POR Jesus Galvão    EM Curiosidades      18/09/19 às 17h50

O orgasmo é o ápice do prazer, durante uma relação sexual. No entanto, as palavras ainda enfrentam uma certa dificuldade para descrever, exatamente, como são as sensações, sentidas por todo o corpo, durante o clímax. Os franceses possuem um modo muito peculiar de chamá-lo. Por lá, o orgasmo é chamado de La Petite Mort, a pequena morte.

No entanto, tudo o que está em exagero, acaba se tornando prejudicial, não é mesmo? Isso não seria diferente neste tema. Agora, imagine você, involuntariamente, tendo até 180 orgasmos, em cerca de duas horas. Por mais que isso pareça surreal, essa a realidade enfrentada pela estadunidense, Cara Anaya.

A mulher, de 30 anos, reside no estado norte americano do Arizona. Ela foi diagnosticada com Transtorno de Excitação Genital Persistente. O que significa que ela precisa suportar uma excitação constante, por cerca de 6 horas, todos os dias. Anaya, que possui um filho, foi diagnosticada com o distúrbio, há três anos.

Anaya enfrenta orgasmos espontâneos, onde quer que esteja. Seja no supermercado, na escola, ou, até mesmo, quando leva seu filho para brincar no parque. "É embaraçoso, confuso e humilhante", disse ela.

"Quando você está perto de crianças, sente-se um pervertido, porque tem todos esses sentimentos realmente fortes correndo pelo corpo ao mesmo tempo. Isso prejudicou muito meu envolvimento na vida de meu filho porque me sinto muito suja para fazer parte dela. Queremos que ele seja um garoto normal, mas ao mesmo tempo ele não pode ter amigos por perto, porque a mãe tem essa condição".

O começo do problema

Anaya se casou com seu marido, Tony Carlisi, há 11 anos. A mulher tem evitado estar em meio à outras pessoas, além de seus familiares, e espaços públicos, devido a sua condição. "Eu tive que aprender a controlar para evitar transparecer minha excitação, mantendo a cara séria, aprendendo a respirar, através dela. Porém, isso vai crescendo, cada vez mais, dentro de mim e é esmagador", disse ela. "Isso me faz rir por causa da alta momentânea, e externamente eu pareço bem, mas interiormente é uma tortura".

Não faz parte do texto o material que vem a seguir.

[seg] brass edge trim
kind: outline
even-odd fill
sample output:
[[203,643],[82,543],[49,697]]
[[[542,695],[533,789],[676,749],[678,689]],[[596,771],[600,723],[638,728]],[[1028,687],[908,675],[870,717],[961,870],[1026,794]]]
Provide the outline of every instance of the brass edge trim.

O transtorno se desenvolveu de repente, e se manifestou, pela primeira vez, enquanto ela fazia compras há três anos. Ela estava caminhando por uma loja quando percebeu que estava se sentindo excitada, por tudo o que ela via, cheirava ou tocava. De acordo com Anaya, ela se sentia confusa e começou a entrar em pânico. No entanto, a excitação continuou e ela caiu no chão, sendo, repentinamente, atingida por diversos orgasmos seguidos.

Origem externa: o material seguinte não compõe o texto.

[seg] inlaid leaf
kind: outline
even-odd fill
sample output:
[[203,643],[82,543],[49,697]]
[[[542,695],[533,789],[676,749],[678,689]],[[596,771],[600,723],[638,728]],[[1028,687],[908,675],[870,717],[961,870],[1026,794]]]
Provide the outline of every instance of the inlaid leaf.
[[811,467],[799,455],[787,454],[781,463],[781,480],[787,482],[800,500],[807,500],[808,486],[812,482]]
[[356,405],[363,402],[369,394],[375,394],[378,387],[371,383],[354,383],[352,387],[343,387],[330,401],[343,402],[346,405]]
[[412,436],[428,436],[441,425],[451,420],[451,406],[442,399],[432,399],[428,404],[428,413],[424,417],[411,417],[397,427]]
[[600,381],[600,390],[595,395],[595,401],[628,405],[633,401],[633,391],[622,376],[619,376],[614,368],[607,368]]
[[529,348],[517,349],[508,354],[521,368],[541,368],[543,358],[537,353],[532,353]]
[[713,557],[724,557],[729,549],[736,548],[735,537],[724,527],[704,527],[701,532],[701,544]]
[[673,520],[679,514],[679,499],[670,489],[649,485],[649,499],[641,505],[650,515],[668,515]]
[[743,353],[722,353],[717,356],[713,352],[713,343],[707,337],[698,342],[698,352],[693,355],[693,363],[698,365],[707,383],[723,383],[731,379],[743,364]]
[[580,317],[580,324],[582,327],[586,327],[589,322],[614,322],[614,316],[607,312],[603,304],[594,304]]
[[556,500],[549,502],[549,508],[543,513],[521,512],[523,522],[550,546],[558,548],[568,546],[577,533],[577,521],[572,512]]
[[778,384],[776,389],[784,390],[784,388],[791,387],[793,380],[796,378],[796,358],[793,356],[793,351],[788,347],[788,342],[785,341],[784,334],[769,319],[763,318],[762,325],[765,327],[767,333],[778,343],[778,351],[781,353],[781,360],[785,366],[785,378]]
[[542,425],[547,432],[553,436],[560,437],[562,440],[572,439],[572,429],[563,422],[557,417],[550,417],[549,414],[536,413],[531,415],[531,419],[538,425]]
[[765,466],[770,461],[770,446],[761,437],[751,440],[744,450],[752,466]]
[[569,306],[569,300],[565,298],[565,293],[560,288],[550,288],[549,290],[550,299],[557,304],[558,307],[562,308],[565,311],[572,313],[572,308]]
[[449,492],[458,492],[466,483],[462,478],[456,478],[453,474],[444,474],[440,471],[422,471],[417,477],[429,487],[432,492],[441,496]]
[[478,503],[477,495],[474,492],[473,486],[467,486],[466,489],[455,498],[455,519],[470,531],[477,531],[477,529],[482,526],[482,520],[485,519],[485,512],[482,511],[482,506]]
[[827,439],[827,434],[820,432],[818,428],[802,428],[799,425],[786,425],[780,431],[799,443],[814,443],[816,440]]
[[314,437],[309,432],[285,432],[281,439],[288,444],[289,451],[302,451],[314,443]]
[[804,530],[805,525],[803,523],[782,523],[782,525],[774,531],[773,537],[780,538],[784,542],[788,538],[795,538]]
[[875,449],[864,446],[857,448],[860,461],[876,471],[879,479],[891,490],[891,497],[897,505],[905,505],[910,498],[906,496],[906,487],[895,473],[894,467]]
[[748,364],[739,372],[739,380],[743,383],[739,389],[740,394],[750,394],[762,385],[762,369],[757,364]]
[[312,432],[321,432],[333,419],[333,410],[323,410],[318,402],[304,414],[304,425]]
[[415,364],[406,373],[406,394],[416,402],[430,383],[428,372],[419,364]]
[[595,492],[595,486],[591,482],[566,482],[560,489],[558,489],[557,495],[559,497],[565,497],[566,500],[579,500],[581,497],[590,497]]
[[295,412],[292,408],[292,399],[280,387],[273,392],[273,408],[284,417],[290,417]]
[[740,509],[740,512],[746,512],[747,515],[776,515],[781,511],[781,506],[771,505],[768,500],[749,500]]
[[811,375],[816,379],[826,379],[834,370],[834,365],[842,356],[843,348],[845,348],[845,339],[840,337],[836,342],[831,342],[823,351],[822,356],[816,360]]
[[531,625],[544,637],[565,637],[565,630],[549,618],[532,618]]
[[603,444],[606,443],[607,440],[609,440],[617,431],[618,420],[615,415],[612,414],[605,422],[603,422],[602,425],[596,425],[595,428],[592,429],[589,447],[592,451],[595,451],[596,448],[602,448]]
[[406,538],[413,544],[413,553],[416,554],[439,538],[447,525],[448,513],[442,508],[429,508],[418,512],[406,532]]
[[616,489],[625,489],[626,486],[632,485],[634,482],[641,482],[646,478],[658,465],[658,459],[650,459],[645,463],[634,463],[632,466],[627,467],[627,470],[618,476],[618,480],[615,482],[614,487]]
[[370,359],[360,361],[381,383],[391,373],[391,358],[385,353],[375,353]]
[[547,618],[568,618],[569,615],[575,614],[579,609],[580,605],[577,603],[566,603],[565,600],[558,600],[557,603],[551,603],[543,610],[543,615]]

Antes de desenvolver tal condição, a estadunidense trabalhava como garçonete. No entanto, agora, Anaya se vê obrigada a permanecer em casa, uma vez que ela não consegue voltar ao trabalho, pois tem vergonha de explicar sua condição a seus colegas de trabalho.

"Você não pode dizer ao seu futuro chefe: 'Talvez eu não possa entrar hoje porque sofro de orgasmo', ele pensaria que você estava inventando", disse Anaya. "Está arruinando minha vida, porque mexe com sua cabeça. Seu corpo passa por inúmeras sensações, então isso realmente afeta seu humor", completou.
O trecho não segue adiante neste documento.